Keywords: Hollow dentures, lightweight, ridge resorption

How to cite this article:
Kumar U K, Murgod S. Hollow complete denture for resorbed ridges. Int J Oral Health Sci 2018;8:60-2

How to cite this URL:
Kumar U K, Murgod S. Hollow complete denture for resorbed ridges. Int J Oral Health Sci [serial online] 2018 [cited 2022 May 29];8:60-2. Available from: https://www.ijohsjournal.org/text.asp?2018/8/2/60/247814

  Introduction Top

Residual ridge resorption is the physiological process of reduction in size of the bony ridge under the mucoperiosteum. The resorption occurs at a faster rate in mandibular arch as compared to the maxillary arch, but severely atrophic maxillae with large interridge distance often pose a clinical challenge during fabrication of a successful maxillary complete denture. In addition to this increased interridge distance often results in heavy maxillary complete denture that further reduces the retention of the prosthesis. Reducing the weight of a maxillary prosthesis has been shown to be beneficial when constructing an obturator for the restoration of a large maxillofacial defect.[1],[2] It has also been proved that prosthesis weight can be reduced by making the denture base hollow.

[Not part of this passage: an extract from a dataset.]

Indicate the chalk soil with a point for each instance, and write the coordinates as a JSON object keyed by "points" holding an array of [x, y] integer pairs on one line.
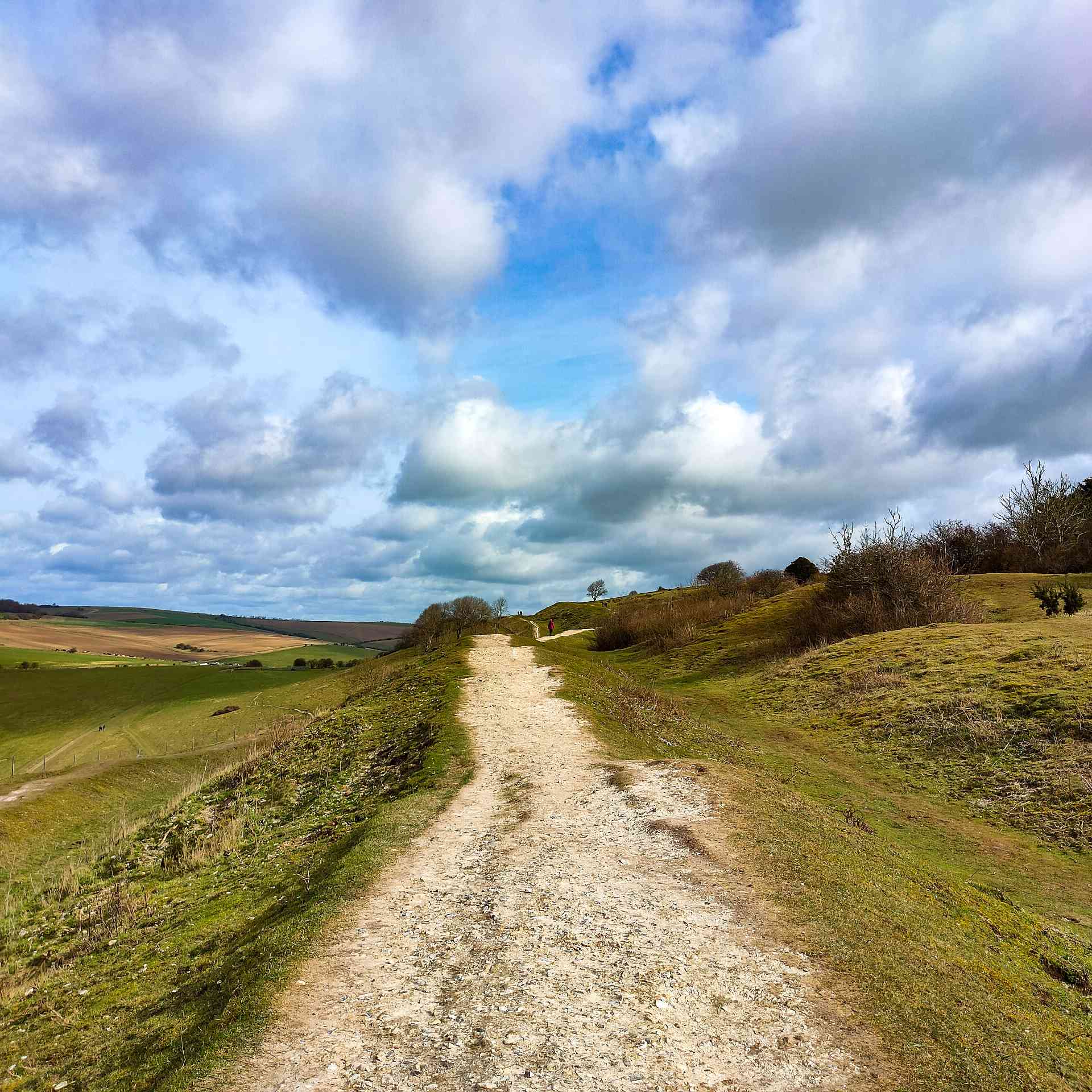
{"points": [[544, 936]]}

Different approaches like using a solid 3-dimensional spacer, including dental stone,[1],[2],[3],[4],[5],[6] silicone putty,[7],[8] modeling clay,[9],[10] or cellophane wrapped asbestos, thermocol[11] have been used during laboratory processing to exclude denture base material from the planned hollow cavity of the prosthesis. Holt processed a shim of acrylic resin over the residual ridge and used a spacer. The resin was indexed and the second half of the denture processed against the spacer and shim. The spacer was then removed and the two halves luted with autopolymerized acrylic resin using the indices to facilitate positioning. The primary disadvantage of such techniques is that the junction between the two previously polymerized portions of the denture occurs at the borders of the denture. This is a long junction with an increased risk of seepage of fluid into the denture cavity increasing the risk of leakage. Fattore et al.[12] used a variation of the double-flask technique for obturator fabrication by adding heat polymerizing acrylic resin over the definitive cast and processing a minimal thickness of acrylic resin around the teeth using a different drag. Both portions of resin were attached using a heat polymerized resin.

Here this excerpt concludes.